Oftentimes, the systems and routines you use at home are not in place while you travel. This disruption in routine can be stressful for a child who is already sensitive about his bedwetting.
It's important to reassure your child while traveling that no matter what, everything will be OK and taken care of.
"I like to explain that you really can't help what you do in your sleep," Coonts says. "Like a dream, you really can't control it. Most children think they are the only ones with this problem. This is really very common."
Tips for a Stress-free Trip
Dr. Benjamin Danielson, clinic chief and clinical director of Seattle Children's Hospital's Odessa Brown Children's Clinic, agrees that reassuring your child is a priority. "The most important thing is to make your child feel comfortable and safe, because if he doesn't, it can spur bedwetting," Dr. Danielson says. "A child can get extremely embarrassed if it happens and he will likely already feel uncomfortable sleeping in a strange bed. If he has a stuffed animal or a blanket or a nightlight that makes him feel more comfortable, bring it with you."

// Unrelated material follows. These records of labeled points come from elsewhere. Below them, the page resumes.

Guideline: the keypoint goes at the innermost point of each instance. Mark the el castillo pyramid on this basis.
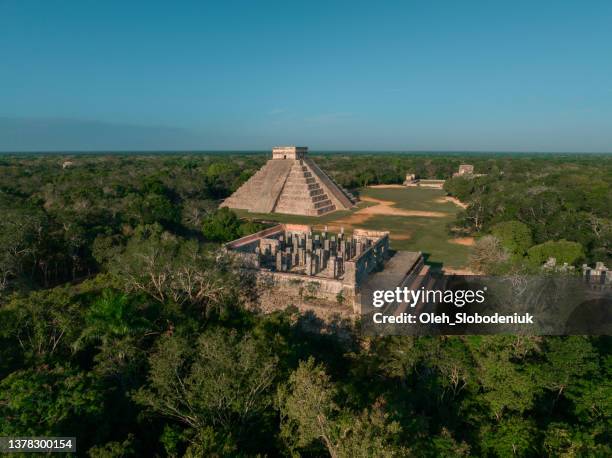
(290, 183)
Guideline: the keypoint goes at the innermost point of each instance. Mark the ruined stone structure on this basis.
(293, 262)
(464, 169)
(600, 275)
(412, 181)
(290, 183)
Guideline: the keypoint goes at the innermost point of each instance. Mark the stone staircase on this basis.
(302, 194)
(260, 193)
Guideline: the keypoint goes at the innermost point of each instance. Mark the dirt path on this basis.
(459, 271)
(382, 208)
(465, 241)
(452, 200)
(387, 186)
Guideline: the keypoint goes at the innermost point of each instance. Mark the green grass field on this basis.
(413, 233)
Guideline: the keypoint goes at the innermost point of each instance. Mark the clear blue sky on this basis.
(406, 75)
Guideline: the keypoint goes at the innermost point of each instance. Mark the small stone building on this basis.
(464, 169)
(292, 261)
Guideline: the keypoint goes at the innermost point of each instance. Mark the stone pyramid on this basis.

Dr. Danielson also suggests that parents make it easy for their child to get up during the night to get to the bathroom. Before the child goes to bed, practice walking to the bathroom and show him where the light switches are. "Show your child where you or the adult will be sleeping, and reassure him that if he is scared in the middle of the night, someone in charge is close," Dr. Danielson says. "As long as you, the parent, understand that bedwetting is not your child's fault, it will strongly increase your child's ability to deal with it."
If you are visiting relatives or friends, although it can seem uncomfortable at times, it isn't a bad idea to let them know ahead of time that your child wets the bed. Most adults are understanding, and the news of a wet bed will always go over better if you help with the preparation and cleanup of any such mess.
"Additionally, if your hosts can put your child in his own bed or sleeping bag it can reduce the potential cleanup," Dr. Danielson says. "If you can, it may be wise to bring a plastic mattress cover or sleeping bag liner to prevent damage. Bringing along a spare clean set of sheets and pajamas doesn't hurt either."